SBOMs Are Only Truly Useful if They’re Dynamic
The software bill of materials (SBOM) is being widely touted as a way to ensure the security and integrity of software products. This is an accurate assessment, but not all SBOMs are created equal. Specifically, those that are dynamic are far more useful and effective than those that are not.
In fact, SBOMs that are not dynamic—able to easily and automatically account for the constant change swirling around the software landscape—are of minimal use. They’re static entities in the midst of ongoing shifts. It’s the “dynamic” and automation part of these documents that make them true security tools.
The Difference Between Static and Dynamic SBOMs
Static SBOM tools, which include many of the existing products in the market, fail to meet today’s security needs and create too much work for teams. They require manual, single-point-in-time scanning to understand changes in the environment.

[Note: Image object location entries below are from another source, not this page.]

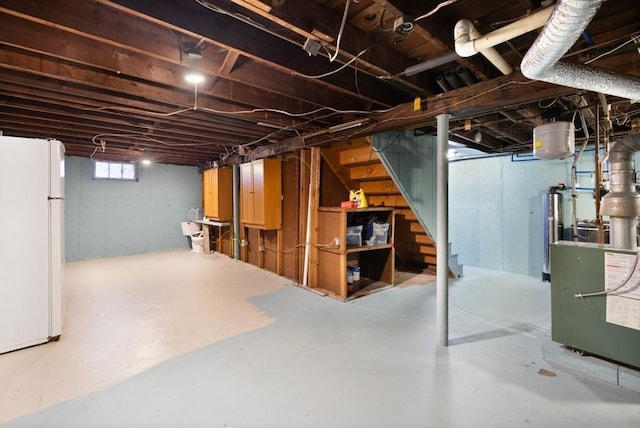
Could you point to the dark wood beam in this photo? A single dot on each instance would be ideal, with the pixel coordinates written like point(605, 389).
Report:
point(468, 102)
point(260, 46)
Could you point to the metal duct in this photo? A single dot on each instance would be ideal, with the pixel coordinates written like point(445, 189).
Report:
point(566, 24)
point(622, 203)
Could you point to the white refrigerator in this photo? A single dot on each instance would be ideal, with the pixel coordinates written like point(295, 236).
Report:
point(31, 241)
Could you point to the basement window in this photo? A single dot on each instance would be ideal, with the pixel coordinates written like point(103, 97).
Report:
point(124, 171)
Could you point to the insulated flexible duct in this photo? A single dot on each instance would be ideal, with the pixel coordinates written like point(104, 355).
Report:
point(566, 24)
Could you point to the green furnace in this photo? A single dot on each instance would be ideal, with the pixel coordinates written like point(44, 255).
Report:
point(606, 324)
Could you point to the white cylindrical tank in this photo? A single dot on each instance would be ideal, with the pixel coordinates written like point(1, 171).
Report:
point(554, 140)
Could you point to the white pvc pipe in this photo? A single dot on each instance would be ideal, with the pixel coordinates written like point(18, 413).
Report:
point(465, 34)
point(307, 239)
point(511, 31)
point(442, 236)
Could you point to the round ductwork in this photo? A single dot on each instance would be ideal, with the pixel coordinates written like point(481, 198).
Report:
point(554, 140)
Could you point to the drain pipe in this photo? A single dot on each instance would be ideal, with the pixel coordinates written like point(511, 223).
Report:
point(565, 26)
point(236, 210)
point(622, 203)
point(469, 41)
point(465, 34)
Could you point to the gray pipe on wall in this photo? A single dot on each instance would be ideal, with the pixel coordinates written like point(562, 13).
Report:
point(622, 203)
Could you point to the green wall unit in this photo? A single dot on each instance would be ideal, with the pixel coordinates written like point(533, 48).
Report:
point(581, 323)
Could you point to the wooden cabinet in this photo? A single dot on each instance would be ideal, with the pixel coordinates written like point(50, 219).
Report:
point(261, 194)
point(376, 262)
point(217, 189)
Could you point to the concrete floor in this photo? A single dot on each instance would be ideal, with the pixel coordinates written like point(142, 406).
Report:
point(180, 339)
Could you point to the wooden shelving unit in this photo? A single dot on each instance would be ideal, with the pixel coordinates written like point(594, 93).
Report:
point(376, 262)
point(217, 188)
point(261, 194)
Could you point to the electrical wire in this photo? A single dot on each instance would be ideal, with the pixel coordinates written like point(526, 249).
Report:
point(329, 73)
point(635, 39)
point(342, 24)
point(434, 10)
point(143, 136)
point(616, 288)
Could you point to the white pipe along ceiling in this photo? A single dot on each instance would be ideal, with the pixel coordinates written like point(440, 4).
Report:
point(469, 41)
point(465, 34)
point(566, 24)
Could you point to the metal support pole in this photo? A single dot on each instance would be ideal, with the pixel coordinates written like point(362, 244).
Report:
point(236, 211)
point(442, 238)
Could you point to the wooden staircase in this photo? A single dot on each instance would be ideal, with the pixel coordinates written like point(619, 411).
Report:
point(356, 165)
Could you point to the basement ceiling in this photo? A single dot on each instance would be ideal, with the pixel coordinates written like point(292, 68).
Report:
point(107, 77)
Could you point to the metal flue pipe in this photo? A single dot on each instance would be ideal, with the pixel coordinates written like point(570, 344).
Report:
point(622, 203)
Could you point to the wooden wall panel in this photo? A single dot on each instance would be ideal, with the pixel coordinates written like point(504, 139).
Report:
point(291, 191)
point(271, 250)
point(332, 191)
point(253, 237)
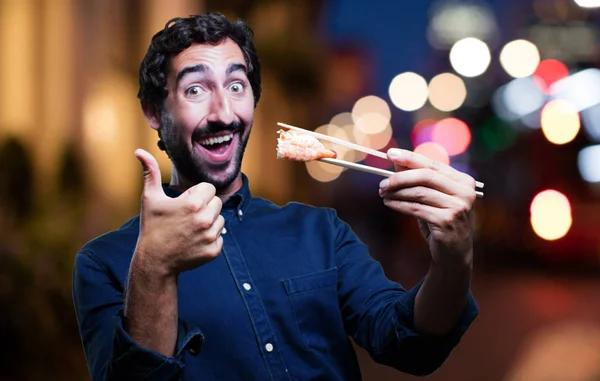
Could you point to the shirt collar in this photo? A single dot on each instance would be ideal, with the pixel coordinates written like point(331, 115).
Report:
point(237, 202)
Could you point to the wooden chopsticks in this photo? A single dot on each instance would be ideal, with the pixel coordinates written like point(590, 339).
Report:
point(355, 166)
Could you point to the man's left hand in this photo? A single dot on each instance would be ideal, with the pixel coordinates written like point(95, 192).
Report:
point(439, 196)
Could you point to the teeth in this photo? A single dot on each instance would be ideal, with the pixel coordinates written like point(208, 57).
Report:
point(220, 139)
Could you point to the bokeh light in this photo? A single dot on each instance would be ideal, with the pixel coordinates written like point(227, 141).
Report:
point(421, 132)
point(550, 215)
point(447, 92)
point(560, 121)
point(342, 119)
point(520, 58)
point(522, 96)
point(453, 134)
point(588, 162)
point(580, 89)
point(470, 57)
point(588, 3)
point(433, 151)
point(380, 140)
point(408, 91)
point(590, 118)
point(371, 114)
point(549, 72)
point(453, 21)
point(322, 172)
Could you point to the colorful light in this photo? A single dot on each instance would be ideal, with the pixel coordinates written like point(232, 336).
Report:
point(519, 58)
point(470, 57)
point(433, 151)
point(421, 132)
point(550, 215)
point(560, 121)
point(588, 162)
point(371, 114)
point(588, 3)
point(452, 134)
point(408, 91)
point(447, 92)
point(549, 72)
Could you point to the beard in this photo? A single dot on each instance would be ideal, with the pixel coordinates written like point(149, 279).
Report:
point(189, 164)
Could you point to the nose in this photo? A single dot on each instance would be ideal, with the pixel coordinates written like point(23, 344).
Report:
point(220, 109)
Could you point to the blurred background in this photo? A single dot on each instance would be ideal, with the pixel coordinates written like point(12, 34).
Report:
point(505, 90)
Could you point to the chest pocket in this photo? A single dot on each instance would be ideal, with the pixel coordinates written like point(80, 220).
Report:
point(314, 301)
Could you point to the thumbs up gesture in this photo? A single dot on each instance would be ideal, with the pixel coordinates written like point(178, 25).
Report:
point(177, 234)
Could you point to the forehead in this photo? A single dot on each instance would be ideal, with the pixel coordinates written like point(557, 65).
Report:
point(216, 57)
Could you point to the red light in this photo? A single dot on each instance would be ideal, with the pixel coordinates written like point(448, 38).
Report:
point(421, 133)
point(548, 72)
point(433, 151)
point(453, 134)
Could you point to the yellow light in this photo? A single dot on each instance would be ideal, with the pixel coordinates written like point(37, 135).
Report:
point(342, 119)
point(560, 121)
point(551, 215)
point(408, 91)
point(447, 92)
point(371, 114)
point(470, 57)
point(520, 58)
point(322, 172)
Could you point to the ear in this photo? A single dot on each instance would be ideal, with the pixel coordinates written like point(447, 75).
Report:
point(151, 114)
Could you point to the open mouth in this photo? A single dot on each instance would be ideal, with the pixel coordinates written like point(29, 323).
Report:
point(219, 148)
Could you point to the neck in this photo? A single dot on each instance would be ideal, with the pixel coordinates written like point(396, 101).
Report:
point(180, 183)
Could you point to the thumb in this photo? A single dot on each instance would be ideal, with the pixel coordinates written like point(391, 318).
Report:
point(152, 177)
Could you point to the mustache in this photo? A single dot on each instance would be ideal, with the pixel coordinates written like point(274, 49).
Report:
point(216, 127)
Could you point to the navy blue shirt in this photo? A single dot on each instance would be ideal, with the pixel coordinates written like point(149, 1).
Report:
point(292, 286)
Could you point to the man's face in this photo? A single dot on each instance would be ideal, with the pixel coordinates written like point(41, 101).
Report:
point(208, 113)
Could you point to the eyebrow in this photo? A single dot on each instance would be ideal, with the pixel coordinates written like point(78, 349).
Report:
point(235, 67)
point(200, 68)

These SBOMs create complex outputs that make it difficult to focus, and they are limited in terms of the scope of what they can see. In addition, they are often only available in specific parts of the software stack. Given all these limitations, the result is delay and uncertainty that can result in increased risk.
SBOMs clearly have the potential to give organizations and teams greater visibility into software supply chains, and more accurate information for vulnerability disclosure requirements. Some cybersecurity experts have noted that SBOMs will foster transparency, which in turn will lead to increased security and trust.
Ever since the U.S. federal government mandate calling for the creation of SBOMs to avoid the next major vulnerability resulting in attacks, software providers have been trying to figure out how to build SBOMs that are effective as well as dynamic.
The key to success is to leverage SBOMs that are dynamic. These SBOMs are flexible documents that automatically incorporate updates whenever a change is made to any software component. This includes code updates, vulnerability patches, and new features and any other modifications. If the information is not kept current, an SBOM will lose its value.
A dynamic SBOM also provides context about how software components are used and executed—unlike static SBOMs that simply inform about what’s there. The dynamic runtime context is vital for distinguishing latent components from active exploitable threats, understanding true risk and focusing remediation efforts on the relevant parts of the SBOM.
Why Dynamic SBOMs Will Soon Be a Requirement
Eventually, it will likely become a requirement for organizations to shift to dynamic SBOMs, especially those that develop software on a regular basis. In the future, SBOMs will be integrated into the security lifecycle of software products and generated automatically at predefined stages.
They will be used as security gates as products move from one stage to another, driven by an organization’s security policies. These are significant developments, given that many software providers are not aware of what vulnerabilities exist in their products and which are exploitable.
SBOMs can certainly play a critical role in making software secure and keeping products secure over time—but only if those SBOMs are dynamic.